Debatte um Haftungsausnahme für Elektrokleinstroller gewinnt erneut an Fahrt
Moderne Mikromobile wie E-Scooter bis 20 km/h zählen rechtlich als Elektrokleinstfahrzeuge, weshalb sie von der Gefährdungshaftung für Kfz befreit sind. Geschädigte müssen bei einem Unfall das schuldhafte Fehlverhalten der Fahrerin oder des Fahrers nachweisen, um Versicherungsleistungen zu beanspruchen. 2020 regulierten Versicherungen lediglich 1.150 Drittschäden, bis 2024 stieg diese Zahl auf fast 5.000 Fälle an. Fachkreise kritisieren, dass dies zu hohen Hürden für Betroffene führt. Verbraucherschützer fordern eine Entlastung der Opfer.

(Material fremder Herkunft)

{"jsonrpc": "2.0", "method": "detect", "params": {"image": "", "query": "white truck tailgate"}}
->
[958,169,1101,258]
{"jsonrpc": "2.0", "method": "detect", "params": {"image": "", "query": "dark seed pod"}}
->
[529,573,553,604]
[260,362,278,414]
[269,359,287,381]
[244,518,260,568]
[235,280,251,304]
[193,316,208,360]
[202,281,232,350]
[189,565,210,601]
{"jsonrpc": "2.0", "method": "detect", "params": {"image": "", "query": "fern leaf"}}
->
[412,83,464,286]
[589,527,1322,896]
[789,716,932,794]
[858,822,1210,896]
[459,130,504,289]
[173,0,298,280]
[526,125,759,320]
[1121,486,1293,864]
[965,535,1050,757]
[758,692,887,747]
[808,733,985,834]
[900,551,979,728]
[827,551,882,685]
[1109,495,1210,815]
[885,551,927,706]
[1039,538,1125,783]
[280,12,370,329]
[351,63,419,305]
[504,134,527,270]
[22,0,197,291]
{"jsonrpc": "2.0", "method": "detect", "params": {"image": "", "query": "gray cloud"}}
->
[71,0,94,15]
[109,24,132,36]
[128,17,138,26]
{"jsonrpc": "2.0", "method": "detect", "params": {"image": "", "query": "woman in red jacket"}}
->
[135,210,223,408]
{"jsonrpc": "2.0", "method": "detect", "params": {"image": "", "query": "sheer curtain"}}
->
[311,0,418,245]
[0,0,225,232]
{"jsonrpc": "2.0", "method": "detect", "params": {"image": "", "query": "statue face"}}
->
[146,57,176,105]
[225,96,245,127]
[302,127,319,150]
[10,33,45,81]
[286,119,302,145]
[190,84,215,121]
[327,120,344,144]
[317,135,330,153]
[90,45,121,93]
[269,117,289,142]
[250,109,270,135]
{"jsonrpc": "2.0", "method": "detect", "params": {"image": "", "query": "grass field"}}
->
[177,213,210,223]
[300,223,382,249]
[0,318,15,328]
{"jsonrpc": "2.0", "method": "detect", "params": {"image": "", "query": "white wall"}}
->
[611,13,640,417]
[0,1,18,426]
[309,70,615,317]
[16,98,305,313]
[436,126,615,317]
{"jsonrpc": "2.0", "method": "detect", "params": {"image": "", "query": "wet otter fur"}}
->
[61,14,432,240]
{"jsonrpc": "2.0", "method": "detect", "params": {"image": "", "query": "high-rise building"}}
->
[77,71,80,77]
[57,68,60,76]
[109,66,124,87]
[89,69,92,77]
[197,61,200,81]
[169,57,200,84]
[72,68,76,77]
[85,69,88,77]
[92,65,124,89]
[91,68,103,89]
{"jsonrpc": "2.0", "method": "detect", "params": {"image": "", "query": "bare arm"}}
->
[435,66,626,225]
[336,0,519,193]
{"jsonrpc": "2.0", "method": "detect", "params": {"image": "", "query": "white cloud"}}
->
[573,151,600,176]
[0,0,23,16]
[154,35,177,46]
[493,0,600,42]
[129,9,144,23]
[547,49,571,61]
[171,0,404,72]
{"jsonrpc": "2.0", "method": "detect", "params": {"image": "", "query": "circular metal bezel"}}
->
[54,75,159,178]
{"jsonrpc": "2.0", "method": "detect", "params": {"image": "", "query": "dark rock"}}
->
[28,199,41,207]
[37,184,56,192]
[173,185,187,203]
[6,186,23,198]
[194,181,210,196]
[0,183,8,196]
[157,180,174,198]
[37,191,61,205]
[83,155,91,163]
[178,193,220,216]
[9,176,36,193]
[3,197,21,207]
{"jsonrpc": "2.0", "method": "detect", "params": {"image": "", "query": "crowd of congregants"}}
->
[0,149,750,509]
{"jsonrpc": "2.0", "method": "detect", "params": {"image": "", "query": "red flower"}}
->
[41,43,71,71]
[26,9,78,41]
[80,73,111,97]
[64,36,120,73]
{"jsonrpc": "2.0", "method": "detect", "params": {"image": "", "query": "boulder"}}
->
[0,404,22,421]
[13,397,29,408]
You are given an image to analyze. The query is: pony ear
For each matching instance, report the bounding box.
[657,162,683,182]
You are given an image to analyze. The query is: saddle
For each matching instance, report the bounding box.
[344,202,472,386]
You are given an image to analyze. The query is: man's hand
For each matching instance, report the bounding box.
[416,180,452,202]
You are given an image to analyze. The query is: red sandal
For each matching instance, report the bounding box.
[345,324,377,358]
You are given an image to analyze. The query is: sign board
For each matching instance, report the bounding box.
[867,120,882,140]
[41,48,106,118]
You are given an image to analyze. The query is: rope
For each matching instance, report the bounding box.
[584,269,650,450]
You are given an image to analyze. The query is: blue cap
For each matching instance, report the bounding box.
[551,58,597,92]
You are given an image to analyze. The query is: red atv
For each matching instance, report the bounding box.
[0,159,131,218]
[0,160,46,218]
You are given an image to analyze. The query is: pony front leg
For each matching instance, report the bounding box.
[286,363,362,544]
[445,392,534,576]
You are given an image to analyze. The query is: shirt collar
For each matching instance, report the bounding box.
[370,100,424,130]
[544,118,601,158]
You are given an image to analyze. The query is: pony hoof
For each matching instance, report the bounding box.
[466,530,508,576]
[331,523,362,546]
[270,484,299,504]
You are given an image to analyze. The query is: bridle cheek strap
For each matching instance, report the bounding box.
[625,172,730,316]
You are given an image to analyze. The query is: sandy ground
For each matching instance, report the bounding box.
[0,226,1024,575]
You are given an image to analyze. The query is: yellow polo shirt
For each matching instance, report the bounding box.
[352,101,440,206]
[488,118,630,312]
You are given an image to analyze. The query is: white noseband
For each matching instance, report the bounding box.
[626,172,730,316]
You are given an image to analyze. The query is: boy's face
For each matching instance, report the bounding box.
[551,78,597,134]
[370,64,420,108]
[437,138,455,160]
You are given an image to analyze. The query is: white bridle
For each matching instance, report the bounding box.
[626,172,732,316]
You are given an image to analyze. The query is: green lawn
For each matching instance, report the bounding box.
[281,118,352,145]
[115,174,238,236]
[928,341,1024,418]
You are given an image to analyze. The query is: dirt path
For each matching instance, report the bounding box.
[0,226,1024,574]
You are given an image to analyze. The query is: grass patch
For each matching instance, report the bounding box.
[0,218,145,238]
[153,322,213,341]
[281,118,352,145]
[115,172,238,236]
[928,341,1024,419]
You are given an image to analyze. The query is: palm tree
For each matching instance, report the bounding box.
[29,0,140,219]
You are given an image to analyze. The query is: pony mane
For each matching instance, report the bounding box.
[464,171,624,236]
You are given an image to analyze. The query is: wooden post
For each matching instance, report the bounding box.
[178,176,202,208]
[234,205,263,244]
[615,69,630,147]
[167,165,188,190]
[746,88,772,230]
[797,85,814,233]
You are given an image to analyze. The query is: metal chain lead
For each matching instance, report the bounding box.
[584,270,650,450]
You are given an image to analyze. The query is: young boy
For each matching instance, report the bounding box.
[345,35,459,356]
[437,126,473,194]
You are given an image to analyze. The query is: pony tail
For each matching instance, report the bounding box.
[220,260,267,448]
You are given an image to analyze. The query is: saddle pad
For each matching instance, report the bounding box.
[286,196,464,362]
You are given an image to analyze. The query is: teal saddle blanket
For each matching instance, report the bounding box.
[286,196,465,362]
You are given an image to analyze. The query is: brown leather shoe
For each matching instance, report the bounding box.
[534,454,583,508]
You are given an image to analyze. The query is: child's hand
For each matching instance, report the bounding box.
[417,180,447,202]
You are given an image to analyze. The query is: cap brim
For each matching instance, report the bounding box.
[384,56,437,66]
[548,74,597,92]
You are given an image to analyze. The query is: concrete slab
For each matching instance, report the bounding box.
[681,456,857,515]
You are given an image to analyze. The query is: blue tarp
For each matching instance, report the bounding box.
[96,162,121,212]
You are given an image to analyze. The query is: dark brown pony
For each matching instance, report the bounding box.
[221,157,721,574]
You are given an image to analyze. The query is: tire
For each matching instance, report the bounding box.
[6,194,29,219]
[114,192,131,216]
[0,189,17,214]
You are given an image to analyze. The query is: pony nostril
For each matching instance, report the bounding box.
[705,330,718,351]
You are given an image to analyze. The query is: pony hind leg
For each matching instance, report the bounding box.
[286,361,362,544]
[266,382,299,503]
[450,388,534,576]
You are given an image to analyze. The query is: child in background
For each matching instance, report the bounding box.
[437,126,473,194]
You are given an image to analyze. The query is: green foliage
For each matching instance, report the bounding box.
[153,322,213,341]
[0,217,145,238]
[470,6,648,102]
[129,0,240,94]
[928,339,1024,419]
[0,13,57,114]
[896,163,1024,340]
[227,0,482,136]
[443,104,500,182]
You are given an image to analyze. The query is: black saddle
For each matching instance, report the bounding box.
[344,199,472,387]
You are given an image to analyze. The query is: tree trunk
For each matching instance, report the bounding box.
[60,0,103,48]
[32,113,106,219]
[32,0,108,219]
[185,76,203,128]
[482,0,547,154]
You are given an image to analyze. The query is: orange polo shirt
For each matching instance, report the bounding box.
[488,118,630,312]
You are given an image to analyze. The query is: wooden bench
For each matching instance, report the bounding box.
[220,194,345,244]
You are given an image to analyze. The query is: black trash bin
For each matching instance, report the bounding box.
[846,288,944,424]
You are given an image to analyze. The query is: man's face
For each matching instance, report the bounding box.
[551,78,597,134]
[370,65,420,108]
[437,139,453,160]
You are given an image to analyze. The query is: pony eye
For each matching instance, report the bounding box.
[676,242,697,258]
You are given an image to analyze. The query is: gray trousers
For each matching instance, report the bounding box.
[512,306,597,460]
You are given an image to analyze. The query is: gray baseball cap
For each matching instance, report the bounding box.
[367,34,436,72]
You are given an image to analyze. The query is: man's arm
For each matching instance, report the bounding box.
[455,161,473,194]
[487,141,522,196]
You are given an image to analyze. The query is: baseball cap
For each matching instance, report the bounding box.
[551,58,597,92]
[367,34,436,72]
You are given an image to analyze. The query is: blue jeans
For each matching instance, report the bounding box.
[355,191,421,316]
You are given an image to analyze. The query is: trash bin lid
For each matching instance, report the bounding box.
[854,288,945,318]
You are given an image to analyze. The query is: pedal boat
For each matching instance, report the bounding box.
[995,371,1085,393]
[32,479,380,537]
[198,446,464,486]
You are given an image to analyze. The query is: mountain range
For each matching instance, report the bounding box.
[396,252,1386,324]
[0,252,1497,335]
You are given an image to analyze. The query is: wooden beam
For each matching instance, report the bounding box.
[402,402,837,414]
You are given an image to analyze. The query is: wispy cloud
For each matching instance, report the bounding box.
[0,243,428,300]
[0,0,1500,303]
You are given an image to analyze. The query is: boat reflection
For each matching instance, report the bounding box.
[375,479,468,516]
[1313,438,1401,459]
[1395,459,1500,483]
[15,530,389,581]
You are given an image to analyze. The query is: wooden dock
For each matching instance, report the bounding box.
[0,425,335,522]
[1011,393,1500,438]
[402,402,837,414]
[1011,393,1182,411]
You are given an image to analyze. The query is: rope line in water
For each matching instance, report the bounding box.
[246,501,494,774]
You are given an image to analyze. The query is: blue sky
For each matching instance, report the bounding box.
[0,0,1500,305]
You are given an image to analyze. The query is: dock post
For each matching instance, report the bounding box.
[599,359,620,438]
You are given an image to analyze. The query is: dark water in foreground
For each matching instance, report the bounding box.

Segway- und E-Scooter-Halter unterliegen zukünftig bundesweit strengerer, verschuldensunabhängiger Haftpflichtregelung
Durch den Entwurf vom 18. März werden Halter von E-Scootern sowie selbstbalancierenden Fahrzeugen wie Segways verpflichtet, eine Gefährdungshaftung nach KFZ-Vorbild einzugehen, unabhängig von eigenem Verschulden. Fahrerinnen und Fahrer sind per Gesetz als potenziell schuldhaft einzustufen, was die Beweisanforderung zuungunsten der Geschädigten verändert. Ziel dieser Änderung ist es, Unfallopfern eine einfachere Anspruchsdurchsetzung zu bieten, den Versicherungsmarkt für Kleinstfahrzeuge zu stabilisieren und das Vertrauen in E-Mobilität zu stärken.
Sharing-Anbieter profitieren von neuem Haftungsrahmen und deutlicher optimierter Versicherungspraxis
Die Neufassung der Haftpflichtregelungen für E-Scooter erlaubt Betreibern, ihre Versicherungsmodelle passgenau anzupassen und eine effiziente Bearbeitung von Forderungen im Schadensfall zu gewährleisten. Nutzerinnen und Nutzer profitieren von übersichtlichen Haftungsregeln, die im Unfallereignis klare Vorgaben bieten. Eine konsolidierte Gesetzebene stärkt das Vertrauen in Mikromobilitätsdienste, fördert rücksichtsvolles Fahrverhalten und sorgt dafür, dass Bürgersteige durch ordnungsgemäß abgestellte Scooter dauerhaft zugänglich bleiben. Gleichzeitig profitieren Versicherer, Kommunen und Fahrerinnen durch vereinfachte Abläufe und verringerte Risiken.
Motorisierte Krankenfahrstühle genießen den unveränderten Haftungsausschluss im neuen Entwurf
Indem motorisierte Krankenfahrstühle, Bau- und Landwirtschaftsfahrzeuge sowie andere langsam Fahrer Kraftfahrzeuge weiterhin von der Gefährdungshaftungs-Ausnahme profitieren, wird eine modulare Rechtsarchitektur geschaffen. Diese klare Abgrenzung gegenüber E-Scooter- und Segway-Regeln erlaubt die gezielte Erstellung spezifischer Haftungs- und Versicherungsvorschriften. Kommunen, Betreiber und Nutzer erhalten verlässliche Leitlinien, die technische und betriebliche Anforderungen berücksichtigen. Das Ergebnis ist eine flexibel skalierbare Regulierung, die Sicherheit, Effizienz und Innovationsfähigkeit urbaner Mobilitätsangebote fördert transparente Steuerung und nachhaltige Entwicklung sichern.
Die verschuldensunabhängige Gefährdungshaftung für E-Scooter-Halter und das vermutete Fahrverschulden bieten Unfallopfern eine schnelle Rechtshilfe, ohne umfangreiche Schuldbeweise. Dies steigert die Effizienz bei Schadensregulierungen und entlastet Gerichte. Sharing-Anbieter profitieren von vorausschauender Risikoplanung und flexibleren Versicherungskonditionen. Fahrer erhalten klare Vorgaben zu ihrer Haftung, die ein verantwortungsvolles Fahrverhalten fördern. Die Maßnahme trägt damit zur Verbesserung der Verkehrssicherheit und zur breiteren Akzeptanz elektrischer Kleinstfahrzeuge im städtischen Verkehr bei sowie eine nachhaltige Integration elektrischer Mobilitätslösungen.